Earn Your Customer’s Feedback

People get tired of providing feedback that seems to end up in a blackhole. It’s an important business goal to elicit customer feedback, whether collected via a survey, a form, a report, a phone call, field data capture or some other means. The problem is that oftentimes these companies don’t know why they’re asking for this feedback or where to put it. It could just be a checkbox exercise and task. And more often than not, companies don’t respond fast enough, which isn’t ideal for a positive customer experience or for staying competitive.

Imagine that you are loyal to a small, local coffee shop. They make great coffee, but their employees are not very friendly. In fact, they are borderline rude. You are part of their loyalty program and you get an email asking for feedback. So, you explain that you enjoy the coffee but are thinking of changing coffee shops because you are tired of dealing with unfriendly employees.
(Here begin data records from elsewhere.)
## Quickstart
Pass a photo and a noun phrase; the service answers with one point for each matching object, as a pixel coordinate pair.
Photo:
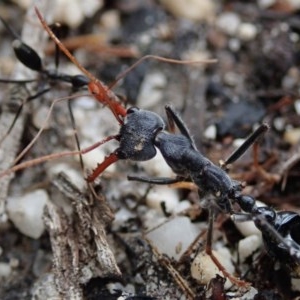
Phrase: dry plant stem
(79, 244)
(35, 37)
(39, 160)
(165, 262)
(28, 147)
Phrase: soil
(255, 80)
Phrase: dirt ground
(92, 241)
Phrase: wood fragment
(80, 248)
(34, 36)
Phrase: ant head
(27, 56)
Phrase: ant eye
(132, 110)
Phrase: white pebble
(247, 31)
(203, 269)
(174, 237)
(248, 246)
(195, 10)
(248, 228)
(5, 269)
(72, 12)
(228, 22)
(26, 212)
(210, 132)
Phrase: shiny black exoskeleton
(280, 230)
(31, 59)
After submitting the feedback, you don’t hear anything back, and for the next month, you don’t see anything change. And then you get an email again, asking you to provide feedback. How likely is it that you will take the time to respond? And how much longer will you remain a customer before going to a competitor?

Customer feedback needs to be earned. If you want your customers to continue providing feedback and signals, you have to act upon it. You need to ensure that your customers feel heard and valued. Otherwise, they will stop sharing feedback, you’ll lose signals, and you’ll eventually become so distant from your customers that they will switch to a competitor.
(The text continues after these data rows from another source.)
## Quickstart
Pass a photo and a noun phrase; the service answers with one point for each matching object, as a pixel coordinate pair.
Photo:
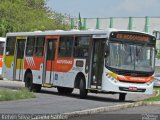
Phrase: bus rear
(129, 63)
(2, 42)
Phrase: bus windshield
(134, 57)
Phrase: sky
(106, 8)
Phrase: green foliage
(6, 94)
(158, 55)
(28, 15)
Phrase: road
(151, 112)
(50, 102)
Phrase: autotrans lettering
(64, 61)
(132, 37)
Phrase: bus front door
(97, 64)
(19, 58)
(50, 53)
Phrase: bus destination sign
(131, 37)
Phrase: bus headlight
(150, 82)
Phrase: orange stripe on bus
(135, 79)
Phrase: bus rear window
(10, 45)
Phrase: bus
(98, 61)
(2, 42)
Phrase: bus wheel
(28, 81)
(36, 88)
(61, 90)
(82, 90)
(64, 90)
(122, 96)
(68, 90)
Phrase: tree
(29, 15)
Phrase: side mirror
(156, 51)
(7, 53)
(107, 51)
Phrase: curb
(102, 109)
(111, 108)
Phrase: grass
(8, 94)
(154, 98)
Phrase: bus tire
(64, 90)
(122, 96)
(36, 88)
(29, 81)
(82, 90)
(68, 91)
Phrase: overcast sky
(106, 8)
In the example above, the coffee shop should have personally responded to the customer. Then they should have taken a macro look across all of their customer feedback to see if more customers shared the same sentiment about their unfriendly staff. They might uncover the signal that it’s time to work on their customer service in order to drive repeat customers.

This same approach applies to companies of all sizes. Keep earning your customer’s feedback. To help manage larger volumes of feedback, look for solutions that help automate the routing of feedback and get the feedback delivered to the right person so they can respond personally and in a timely manner.
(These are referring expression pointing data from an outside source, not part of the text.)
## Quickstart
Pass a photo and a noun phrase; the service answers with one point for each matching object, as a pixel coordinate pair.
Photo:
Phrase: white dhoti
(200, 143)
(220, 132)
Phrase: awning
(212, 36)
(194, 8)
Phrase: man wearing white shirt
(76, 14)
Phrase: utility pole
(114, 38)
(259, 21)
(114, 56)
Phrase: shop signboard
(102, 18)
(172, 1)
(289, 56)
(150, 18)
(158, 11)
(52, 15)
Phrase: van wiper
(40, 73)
Wire Feedback Throughout the Business

Now that you are listening to your customers for signals and earning their feedback, you need to bring that feedback to the core of your business. This is how you stop guessing what customers are thinking and know what they are thinking. It’s also how businesses can take signals and use them to make both micro and macro changes.

Meet your customers’ growing expectations of hyper-personalized experiences by satisfying it. That’s accomplished by acting upon feedback in real-time as quickly as possible and making sure your customer feels heard. If you’re waiting for a bi-monthly dashboard review or a monthly summary of results before taking action, you may get it right for some customers but at the expense of individuals who have specific requests. By then, you’ll probably have lost them forever.

In addition to making those micro changes to influence the individual customer’s experience, you need to look at feedback in aggregate. If the coffee shop owner sees that many customers have the same feedback on their employees and customer service, they need to make an investment into changing that experience. It could mean investing in some customer service training or bringing in new staff. For larger companies, it could mean making changes to the online buying experience or introducing a new product.

Conclusion: Customer Feedback is Gold (So Treat It as Such)

Your customers’ voices—from feedback, use cases, and personal interactions—provide extremely valuable insights and can make the most impact on your business and long-term growth. Don’t ignore or let those voices and signals gather dust. Let your customers feel heard and continue to earn their feedback over time and build lifelong and loyal relationships with customers.

This approach will put your business on the path to becoming truly customer-centric because you are engaging customers for feedback in the channels that matter to them, capturing valuable feedback, routing the feedback to employees who are empowered to respond and close the loop quickly, and earning more customer feedback while building loyalty.